District leaders typically fly under the radar for those not invested in local politics — the position is part-time and unpaid, and while it is an elected office, the role isn’t very high profile, but they play an important role in county politics.
Each pair of district leaders represents their district in the county committee, helping to appoint poll workers and working to promote elections and candidates and helping to appoint judicial nominees — who often end up in the county Supreme Court.
Rachlin’s history — including stints as an advocate for survivors of domestic and sexual violence at Safe Horizon and in development roles at the Center for Court Innovation and the Greenpoint Chamber of Commerce, as well as at her own organizations — has given her firsthand knowledge of the deficiencies of the judicial and electoral systems in the city, and ideas for how to improve them.
Improving judicial campaigning and poll sites
At the forefront of her mind is changing the way judges are nominated and appointed and making those candidates and roles more transparent for her constituents.
We Build The Block focuses on holding political forums where candidates visited the actual blocks that would be most impacted by the policies being discussed in the campaign, Rachlin said.
“For the mayoral election, it was all about public safety and gun violence,” she said. “We thought it was important that the mayoral candidates come to a block that’s impacted by gun violence.”
Those forums weren’t focused on connecting candidates with the usual people who would take those meetings, like community board leaders or the head of a local tenants association, but with regular people who had been affected by past policies. She hopes to implement that model with judicial candidates.
“I think that that model is really the best of what we can do in every aspect of democracy,” Rachlin said. “In thinking about the judicial campaign, are judicial candidates having face time with folks who are court-impacted? That means victims of crime, perpetrators of crime, and family members.”
As it stands, political circles are small, monetary contributions are important and judicial candidates usually spend campaign time meeting with “stakeholders” — elected officials, including district leaders, Rachlin said. She wants to see more.
“Do they have the tenacity and the moral bandwidth to speak with folks that will be directly impacted by this?” she said. “Some people are power holders, some people are stakeholders. Just being around power holders, just being at political fundraisers and whatnot should not be enough to advance you to endorsement.”
Rachlin also has strong opinions about the other big part of her job — how elections are run, and who runs them. The city’s Board of Elections is often “inefficient,” she said, and that’s unacceptable.
She said that many people steer clear of engaging with elections altogether because they’re intimidated — and hopes to create some more active, engaging education campaigns surrounding elections and voting.
There’s some work to be done on election day, too, she said. Poll workers should also be well-informed and welcoming, so first-time voters who may have questions about the process don’t feel judged and can receive the help they need.

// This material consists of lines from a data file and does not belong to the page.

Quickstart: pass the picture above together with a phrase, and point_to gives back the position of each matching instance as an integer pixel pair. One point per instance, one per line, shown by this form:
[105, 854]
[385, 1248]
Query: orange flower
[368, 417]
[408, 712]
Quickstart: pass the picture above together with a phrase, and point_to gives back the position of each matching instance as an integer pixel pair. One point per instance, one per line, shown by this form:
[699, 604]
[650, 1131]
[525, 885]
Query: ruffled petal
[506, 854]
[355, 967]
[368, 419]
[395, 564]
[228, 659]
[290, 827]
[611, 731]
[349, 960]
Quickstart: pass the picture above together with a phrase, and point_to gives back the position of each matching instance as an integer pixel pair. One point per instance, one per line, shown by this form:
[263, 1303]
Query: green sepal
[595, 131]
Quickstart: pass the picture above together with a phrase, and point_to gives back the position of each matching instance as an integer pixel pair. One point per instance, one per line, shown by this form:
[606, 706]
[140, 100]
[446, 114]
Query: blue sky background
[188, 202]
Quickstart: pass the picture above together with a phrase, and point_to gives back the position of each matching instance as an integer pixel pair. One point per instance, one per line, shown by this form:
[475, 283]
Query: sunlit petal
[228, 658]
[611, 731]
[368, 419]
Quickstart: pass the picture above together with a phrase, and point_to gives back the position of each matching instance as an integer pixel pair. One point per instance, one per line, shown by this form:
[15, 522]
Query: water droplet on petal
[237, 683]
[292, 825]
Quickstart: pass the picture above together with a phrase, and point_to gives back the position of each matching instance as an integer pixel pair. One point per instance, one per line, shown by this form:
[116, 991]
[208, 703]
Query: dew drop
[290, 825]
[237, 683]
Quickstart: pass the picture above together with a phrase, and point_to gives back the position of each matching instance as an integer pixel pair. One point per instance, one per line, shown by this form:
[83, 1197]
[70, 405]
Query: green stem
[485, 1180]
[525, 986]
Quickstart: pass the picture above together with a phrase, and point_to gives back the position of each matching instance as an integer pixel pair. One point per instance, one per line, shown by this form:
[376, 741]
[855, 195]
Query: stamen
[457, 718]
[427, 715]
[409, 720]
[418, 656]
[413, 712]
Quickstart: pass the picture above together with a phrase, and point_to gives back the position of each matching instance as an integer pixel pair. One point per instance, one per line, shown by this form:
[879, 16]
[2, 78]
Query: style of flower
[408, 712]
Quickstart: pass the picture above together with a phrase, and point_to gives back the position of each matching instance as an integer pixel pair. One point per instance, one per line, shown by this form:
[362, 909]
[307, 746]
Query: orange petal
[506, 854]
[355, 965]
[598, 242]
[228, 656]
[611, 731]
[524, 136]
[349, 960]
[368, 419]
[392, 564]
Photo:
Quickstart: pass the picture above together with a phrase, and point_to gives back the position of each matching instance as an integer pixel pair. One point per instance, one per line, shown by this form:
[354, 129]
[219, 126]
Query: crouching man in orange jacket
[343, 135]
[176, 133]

“I want to overlay the district map with voter turnout data with arrest and crime data and then based on what that looks like, develop outreach, organizing and event-based programming and [educational] campaigning around civic engagement, voter engagement,” she said.
Carrying on a legacy and being transparent
Being appointed district leader is an honor and an opportunity for her to continue Williams’ legacy, Rachlin said. Her partner, who died last year, left a legacy of civic engagement and voting and challenging power structures, she said. And, he would have been a constituent.
“He would be so proud, this is a continuation of the work that we were doing,” she said.
To that end, Rachlin said she and her other elected colleagues need to hold themselves to a higher standard of transparency and accountability to be considered legitimate and trustworthy in their positions of relative power.
“I think that all of us who are in positions like an elected official, in being part of county party politics, have to be held to a higher standard so that citizens feel good about engaging, feel good about participating, feel like their vote matters, feel like change is possible,” she said.